Juan Lopez, 48, served in the Marine Corps for 22 years before retiring in 2011. He saw 11 deployments over the course of his career, including two active combat shifts in Iraq. When he came home for the last time to his wife, Maria Niriel Lopez, he tried to be a good father to their four sons. But he could not shake the Marine mind-set — could not dispel the conviction that immediate obedience of his every order was required for survival.
"I'm getting frustrated because my children didn't listen the first or second time," said Juan Lopez, who suffers from PTSD. "I'm looking at it as, 'I'm telling you this because you're going to get injured or hurt.' And their mind-set wasn't like that."
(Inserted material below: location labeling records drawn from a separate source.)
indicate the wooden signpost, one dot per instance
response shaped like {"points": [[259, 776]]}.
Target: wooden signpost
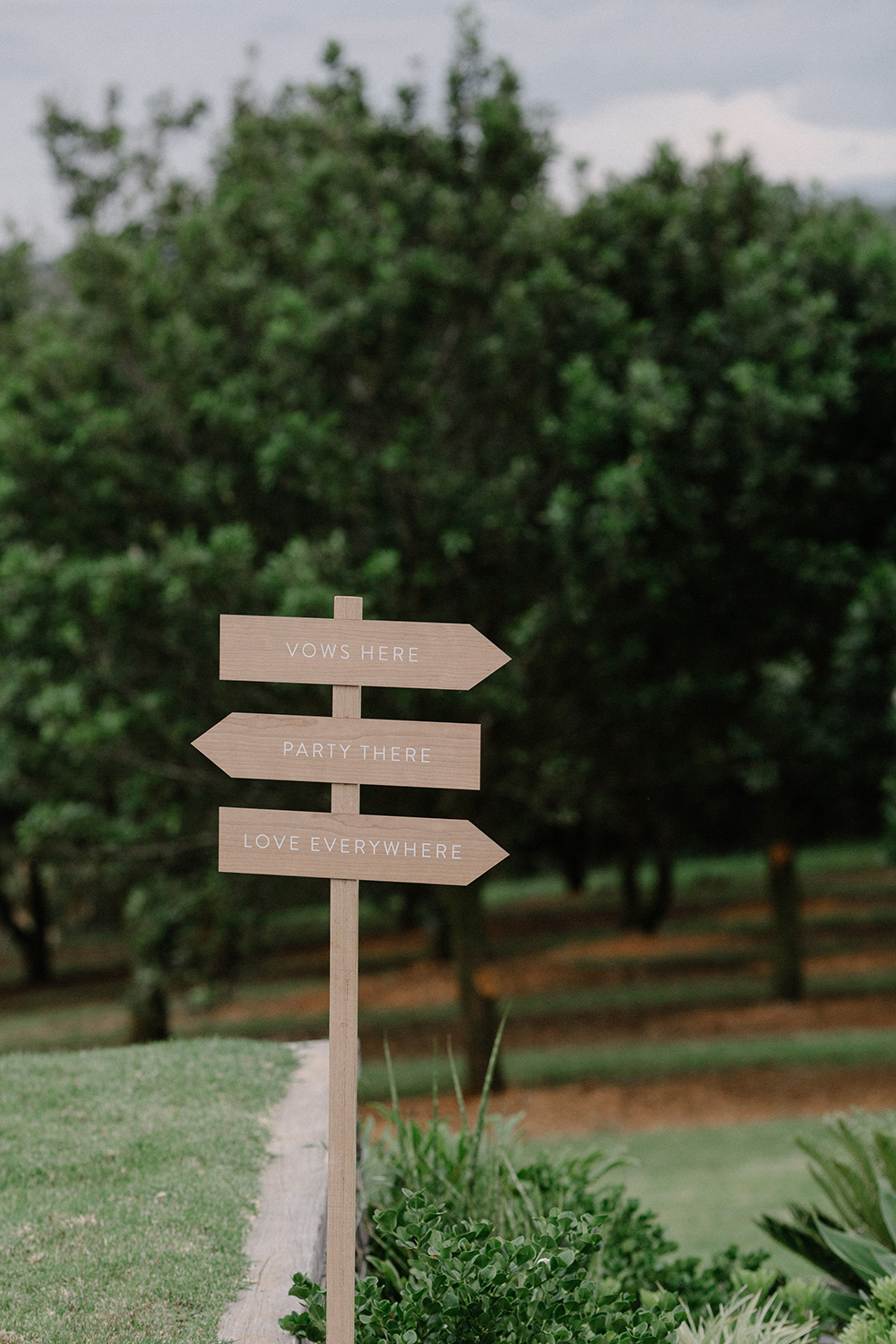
{"points": [[287, 746], [344, 846]]}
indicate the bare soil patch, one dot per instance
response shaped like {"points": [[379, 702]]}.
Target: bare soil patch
{"points": [[734, 1097]]}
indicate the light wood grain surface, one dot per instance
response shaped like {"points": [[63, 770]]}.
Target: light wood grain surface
{"points": [[394, 752], [317, 844], [323, 650], [341, 1191]]}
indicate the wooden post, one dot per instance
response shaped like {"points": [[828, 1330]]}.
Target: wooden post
{"points": [[341, 1180]]}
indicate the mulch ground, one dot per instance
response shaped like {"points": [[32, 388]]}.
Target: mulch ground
{"points": [[732, 1097]]}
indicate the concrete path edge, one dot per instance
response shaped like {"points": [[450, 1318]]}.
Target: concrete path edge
{"points": [[289, 1231]]}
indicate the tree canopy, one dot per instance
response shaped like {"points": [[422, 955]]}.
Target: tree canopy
{"points": [[643, 444]]}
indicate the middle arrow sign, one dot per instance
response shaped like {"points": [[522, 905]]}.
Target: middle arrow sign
{"points": [[395, 752]]}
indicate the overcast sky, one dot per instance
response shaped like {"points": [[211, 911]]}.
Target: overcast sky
{"points": [[807, 85]]}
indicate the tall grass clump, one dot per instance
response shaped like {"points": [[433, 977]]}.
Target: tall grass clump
{"points": [[479, 1171]]}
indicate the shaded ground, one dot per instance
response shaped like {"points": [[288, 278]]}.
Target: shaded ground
{"points": [[734, 1097]]}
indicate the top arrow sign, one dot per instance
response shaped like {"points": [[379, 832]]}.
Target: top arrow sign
{"points": [[419, 653]]}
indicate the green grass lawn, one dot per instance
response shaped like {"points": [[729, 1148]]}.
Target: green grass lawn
{"points": [[708, 1185], [126, 1177]]}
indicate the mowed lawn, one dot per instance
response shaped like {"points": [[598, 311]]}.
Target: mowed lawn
{"points": [[126, 1179], [710, 1185]]}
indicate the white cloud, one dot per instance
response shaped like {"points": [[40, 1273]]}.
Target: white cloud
{"points": [[616, 136]]}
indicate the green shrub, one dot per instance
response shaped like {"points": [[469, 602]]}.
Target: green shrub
{"points": [[468, 1285], [857, 1174], [876, 1322], [478, 1174]]}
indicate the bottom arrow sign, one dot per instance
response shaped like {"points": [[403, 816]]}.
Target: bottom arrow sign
{"points": [[322, 844]]}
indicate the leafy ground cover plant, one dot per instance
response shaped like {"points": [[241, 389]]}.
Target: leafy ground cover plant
{"points": [[857, 1174], [478, 1172], [465, 1284]]}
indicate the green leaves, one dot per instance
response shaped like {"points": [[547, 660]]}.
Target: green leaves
{"points": [[465, 1284]]}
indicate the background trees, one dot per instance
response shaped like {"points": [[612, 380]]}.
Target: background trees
{"points": [[645, 445]]}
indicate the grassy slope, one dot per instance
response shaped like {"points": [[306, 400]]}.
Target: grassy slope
{"points": [[125, 1182], [646, 1059], [708, 1185]]}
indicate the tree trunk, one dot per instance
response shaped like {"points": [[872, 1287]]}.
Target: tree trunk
{"points": [[29, 926], [413, 897], [440, 926], [786, 900], [148, 1007], [659, 902], [570, 847], [478, 1011], [630, 887]]}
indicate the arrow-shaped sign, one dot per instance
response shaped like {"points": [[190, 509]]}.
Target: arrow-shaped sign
{"points": [[419, 653], [322, 844], [290, 746]]}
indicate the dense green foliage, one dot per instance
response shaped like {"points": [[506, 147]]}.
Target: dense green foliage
{"points": [[477, 1175], [857, 1172], [466, 1284], [876, 1322], [646, 445]]}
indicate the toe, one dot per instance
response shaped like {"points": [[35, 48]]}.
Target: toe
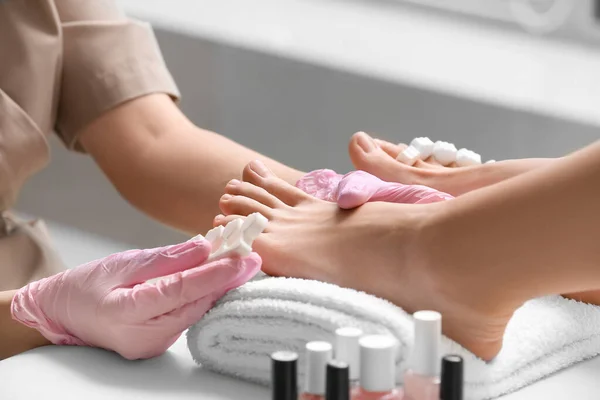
{"points": [[241, 205], [225, 219], [257, 193], [392, 149], [258, 174], [367, 156]]}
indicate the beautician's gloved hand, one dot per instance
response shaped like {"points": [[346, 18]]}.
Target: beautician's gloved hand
{"points": [[106, 303], [359, 187]]}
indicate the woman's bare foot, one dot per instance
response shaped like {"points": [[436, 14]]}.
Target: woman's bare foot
{"points": [[378, 158], [377, 248]]}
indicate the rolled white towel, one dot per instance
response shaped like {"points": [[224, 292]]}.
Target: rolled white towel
{"points": [[270, 314]]}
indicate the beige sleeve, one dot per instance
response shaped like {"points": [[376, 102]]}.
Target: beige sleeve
{"points": [[107, 60]]}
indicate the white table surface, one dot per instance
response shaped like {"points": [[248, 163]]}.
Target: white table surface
{"points": [[77, 372]]}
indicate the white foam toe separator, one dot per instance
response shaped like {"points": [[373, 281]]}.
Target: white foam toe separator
{"points": [[237, 236], [234, 238], [444, 152], [466, 157], [424, 146]]}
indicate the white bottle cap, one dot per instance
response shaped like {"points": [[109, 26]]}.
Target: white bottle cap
{"points": [[318, 354], [348, 350], [425, 358], [378, 363]]}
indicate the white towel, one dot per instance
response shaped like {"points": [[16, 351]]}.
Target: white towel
{"points": [[237, 337]]}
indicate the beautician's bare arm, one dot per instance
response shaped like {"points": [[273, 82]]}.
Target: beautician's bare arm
{"points": [[15, 338], [166, 166]]}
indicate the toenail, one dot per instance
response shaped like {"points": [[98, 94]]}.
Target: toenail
{"points": [[366, 142], [260, 168]]}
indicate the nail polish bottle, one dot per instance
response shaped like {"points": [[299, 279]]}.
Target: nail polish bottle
{"points": [[284, 376], [421, 380], [338, 381], [318, 354], [377, 369], [451, 387], [348, 351]]}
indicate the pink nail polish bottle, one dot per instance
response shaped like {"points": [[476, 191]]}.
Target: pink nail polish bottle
{"points": [[318, 354], [421, 380], [377, 369]]}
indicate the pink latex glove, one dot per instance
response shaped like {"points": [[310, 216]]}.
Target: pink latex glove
{"points": [[107, 303], [359, 187]]}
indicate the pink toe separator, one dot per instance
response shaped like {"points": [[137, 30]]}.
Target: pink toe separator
{"points": [[321, 184]]}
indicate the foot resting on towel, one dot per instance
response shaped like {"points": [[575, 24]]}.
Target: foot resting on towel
{"points": [[313, 239]]}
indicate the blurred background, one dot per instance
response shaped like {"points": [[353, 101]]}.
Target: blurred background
{"points": [[294, 79]]}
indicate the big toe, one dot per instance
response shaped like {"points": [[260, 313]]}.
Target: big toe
{"points": [[368, 156]]}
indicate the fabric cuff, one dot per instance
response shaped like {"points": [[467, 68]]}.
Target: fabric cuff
{"points": [[23, 150], [106, 64]]}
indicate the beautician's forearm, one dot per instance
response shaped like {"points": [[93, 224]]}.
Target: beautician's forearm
{"points": [[164, 165], [15, 338], [539, 230], [458, 181]]}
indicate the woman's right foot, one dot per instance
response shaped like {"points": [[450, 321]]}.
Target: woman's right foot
{"points": [[377, 248]]}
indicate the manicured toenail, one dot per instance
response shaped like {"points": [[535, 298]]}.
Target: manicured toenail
{"points": [[366, 142], [260, 168]]}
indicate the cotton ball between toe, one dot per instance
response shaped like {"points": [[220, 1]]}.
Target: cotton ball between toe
{"points": [[409, 156], [465, 158], [444, 152], [424, 146]]}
When the boys ignored him, he lost it, yelling and scolding. Maria Niriel Lopez, 53, could not understand why her husband was upset. She thought she must have done something wrong.
The family situation deteriorated, prompting Juan Lopez to seek treatment for PTSD. That's where he met a nurse who suggested Project Sanctuary. The couple attended a retreat in April 2018, went again in May and have kept coming back as volunteers ever since — most recently at the Reisterstown retreat.
Juan Lopez, sitting beside his wife at the retreat, said Project Sanctuary has renewed his faith in other people.
"I was hardened at heart. I had just been around the worst of humanity," he said. "Then I realized there's folks that really want to help, and I started to realize that there's a lot of good in humanity."
Maria Niriel Lopez said Project Sanctuary allowed her husband to "let down his guard." It made both spouses feel relaxed and safe. It showed them they were not alone. It reaffirmed their love for one another.
The two stood up and headed out - first to lunch, and then to a campsite where the Maryland retreat participants were clambering over a ropes course. The Lopezes had families to help.